The Springboks were hoping that their physicality would wear down the All Blacks, but that’s not going to happen when the opposition can match you physically and is better conditioned. In fact, it is the defending champions who did all of the wearing down, because they constantly asked different questions of the defence, as Nick Mallett pointed out.
“The All Blacks tried to attack in a variety of ways – they had Julian Savea coming off his wing, they played off nine, then they tried going to the backs with Conrad Smith and Ma’a Nonu carrying the ball, then they went to pick-and-goes and they even tried grubbers. They kept on trying different things, which keeps the pressure on the defence. They don’t just have one game plan, they have a whole variety of attacking options and we were beaten by a better team. We were lucky it was a very wet day,” Mallett said on SuperSport after the game.
There is understandably some negativity around South African rugby at the moment, but I believe our glasses aren’t just half-full of talent, they are full to overflowing, as shown by some of the wonderful Currie Cup rugby produced by the Lions, Western Province and Blue Bulls.
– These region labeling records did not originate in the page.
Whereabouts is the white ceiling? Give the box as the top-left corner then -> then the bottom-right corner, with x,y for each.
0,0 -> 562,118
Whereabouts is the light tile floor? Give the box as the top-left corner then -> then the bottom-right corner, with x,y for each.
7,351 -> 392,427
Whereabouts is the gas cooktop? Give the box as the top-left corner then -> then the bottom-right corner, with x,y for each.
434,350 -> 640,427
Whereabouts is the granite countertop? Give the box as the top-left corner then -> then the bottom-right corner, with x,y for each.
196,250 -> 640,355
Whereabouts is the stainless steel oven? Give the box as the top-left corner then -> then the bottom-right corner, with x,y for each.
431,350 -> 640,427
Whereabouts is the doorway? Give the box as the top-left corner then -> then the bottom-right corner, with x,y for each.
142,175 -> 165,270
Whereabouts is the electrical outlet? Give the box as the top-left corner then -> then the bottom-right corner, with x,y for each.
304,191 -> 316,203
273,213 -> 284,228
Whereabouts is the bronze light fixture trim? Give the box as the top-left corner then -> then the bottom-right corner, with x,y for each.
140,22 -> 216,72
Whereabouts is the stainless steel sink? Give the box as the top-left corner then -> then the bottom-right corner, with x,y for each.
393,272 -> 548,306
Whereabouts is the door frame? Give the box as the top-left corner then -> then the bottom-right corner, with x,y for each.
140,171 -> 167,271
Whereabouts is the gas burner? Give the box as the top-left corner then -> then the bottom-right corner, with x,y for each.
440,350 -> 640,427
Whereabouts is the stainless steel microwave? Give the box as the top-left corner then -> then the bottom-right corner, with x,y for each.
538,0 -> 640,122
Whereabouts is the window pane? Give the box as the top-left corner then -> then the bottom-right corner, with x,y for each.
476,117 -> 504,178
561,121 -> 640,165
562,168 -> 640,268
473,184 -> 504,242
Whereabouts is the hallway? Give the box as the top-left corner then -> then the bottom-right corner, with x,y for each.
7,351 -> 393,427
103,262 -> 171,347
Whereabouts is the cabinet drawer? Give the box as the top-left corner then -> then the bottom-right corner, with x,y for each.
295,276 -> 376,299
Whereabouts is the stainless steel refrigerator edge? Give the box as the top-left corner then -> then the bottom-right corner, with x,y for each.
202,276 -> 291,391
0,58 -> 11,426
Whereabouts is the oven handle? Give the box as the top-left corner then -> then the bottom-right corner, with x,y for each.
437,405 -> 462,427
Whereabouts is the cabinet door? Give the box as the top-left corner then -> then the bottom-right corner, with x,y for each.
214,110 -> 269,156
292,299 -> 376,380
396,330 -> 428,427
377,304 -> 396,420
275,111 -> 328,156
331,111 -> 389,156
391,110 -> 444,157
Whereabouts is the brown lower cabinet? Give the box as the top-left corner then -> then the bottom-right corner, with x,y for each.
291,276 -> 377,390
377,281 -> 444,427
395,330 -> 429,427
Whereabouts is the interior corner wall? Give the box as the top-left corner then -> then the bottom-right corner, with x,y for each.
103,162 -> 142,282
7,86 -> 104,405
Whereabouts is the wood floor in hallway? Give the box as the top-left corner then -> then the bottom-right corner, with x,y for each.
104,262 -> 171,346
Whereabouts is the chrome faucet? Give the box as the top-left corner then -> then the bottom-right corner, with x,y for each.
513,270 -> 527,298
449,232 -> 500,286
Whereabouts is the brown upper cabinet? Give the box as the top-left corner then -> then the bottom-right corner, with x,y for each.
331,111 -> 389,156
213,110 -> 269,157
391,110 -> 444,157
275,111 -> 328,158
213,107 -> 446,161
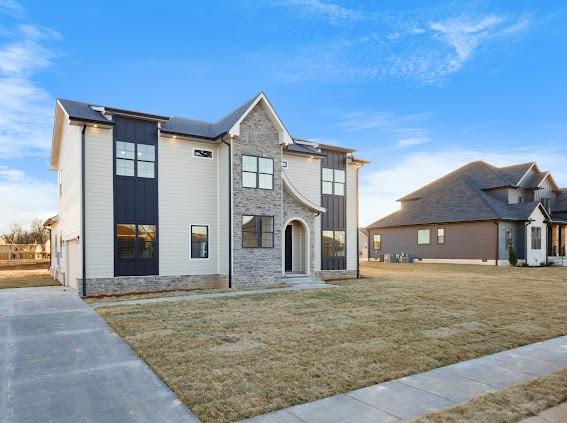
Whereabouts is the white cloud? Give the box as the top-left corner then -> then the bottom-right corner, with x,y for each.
0,166 -> 57,233
280,0 -> 362,24
360,147 -> 567,226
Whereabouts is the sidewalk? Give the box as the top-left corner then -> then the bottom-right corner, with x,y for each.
243,336 -> 567,423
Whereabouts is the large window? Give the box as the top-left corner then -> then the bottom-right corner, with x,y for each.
116,223 -> 156,259
242,215 -> 274,248
532,226 -> 541,250
372,234 -> 382,251
437,228 -> 445,244
191,225 -> 209,258
417,229 -> 431,245
242,155 -> 274,189
321,167 -> 345,196
116,141 -> 156,178
321,231 -> 345,257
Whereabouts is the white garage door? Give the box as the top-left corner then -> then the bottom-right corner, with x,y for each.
66,239 -> 80,289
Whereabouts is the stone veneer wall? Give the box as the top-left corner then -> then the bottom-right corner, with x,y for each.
77,275 -> 228,297
280,189 -> 316,275
232,102 -> 283,287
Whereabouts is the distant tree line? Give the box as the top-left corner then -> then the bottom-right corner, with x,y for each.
1,219 -> 49,244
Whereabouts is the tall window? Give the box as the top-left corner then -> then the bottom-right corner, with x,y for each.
242,155 -> 274,189
116,223 -> 156,259
116,141 -> 156,178
321,167 -> 345,196
532,226 -> 541,250
321,231 -> 345,257
191,225 -> 209,258
242,215 -> 274,248
417,229 -> 431,245
437,228 -> 445,244
506,229 -> 512,249
372,234 -> 382,251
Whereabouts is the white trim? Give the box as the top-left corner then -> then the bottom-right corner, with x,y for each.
191,147 -> 215,160
228,93 -> 293,145
189,223 -> 211,261
282,171 -> 327,213
282,216 -> 311,276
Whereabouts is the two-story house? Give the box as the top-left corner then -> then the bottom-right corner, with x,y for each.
48,93 -> 364,296
367,161 -> 567,266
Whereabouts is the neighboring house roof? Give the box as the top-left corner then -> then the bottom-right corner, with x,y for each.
368,161 -> 543,228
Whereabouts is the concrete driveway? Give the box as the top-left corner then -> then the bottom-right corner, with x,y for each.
0,287 -> 199,423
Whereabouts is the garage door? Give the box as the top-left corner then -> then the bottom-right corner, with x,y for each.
66,239 -> 80,289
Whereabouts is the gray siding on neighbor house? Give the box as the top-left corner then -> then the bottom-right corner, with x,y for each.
368,222 -> 497,260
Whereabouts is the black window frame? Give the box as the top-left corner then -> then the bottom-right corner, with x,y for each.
241,214 -> 276,248
189,225 -> 210,260
240,154 -> 275,190
321,229 -> 346,257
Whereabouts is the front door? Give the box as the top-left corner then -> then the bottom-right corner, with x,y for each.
285,225 -> 293,272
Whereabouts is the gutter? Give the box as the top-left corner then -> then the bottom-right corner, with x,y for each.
221,137 -> 232,288
81,125 -> 87,297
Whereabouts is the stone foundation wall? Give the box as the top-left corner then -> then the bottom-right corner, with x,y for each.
77,275 -> 228,297
315,270 -> 356,281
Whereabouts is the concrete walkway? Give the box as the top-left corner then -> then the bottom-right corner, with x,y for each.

Experienced, visionary coaches are a bit thinner on the ground, but appointing Heyneke Meyer as Springbok coach again is not going to take our rugby forward. The high-intensity, ball-in-hand game plan which Meyer flirted with and then ditched is the way forward, but he clearly does not believe in it and/or cannot coach it.
Two of the most promising young coaches in the country, Nollis Marais of the Bulls and John Dobson of Western Province, have both gone on record in the last couple of weeks as saying the Lions’ brand of rugby, which is all about laying a platform up front and then using the ball while playing what is in front of you, is the way forward.
Lady Luck is a fickle mistress in the arena of top-level sport, but she seldom favours the team that isn’t willing to try anything; the team that hardly plays any rugby at all.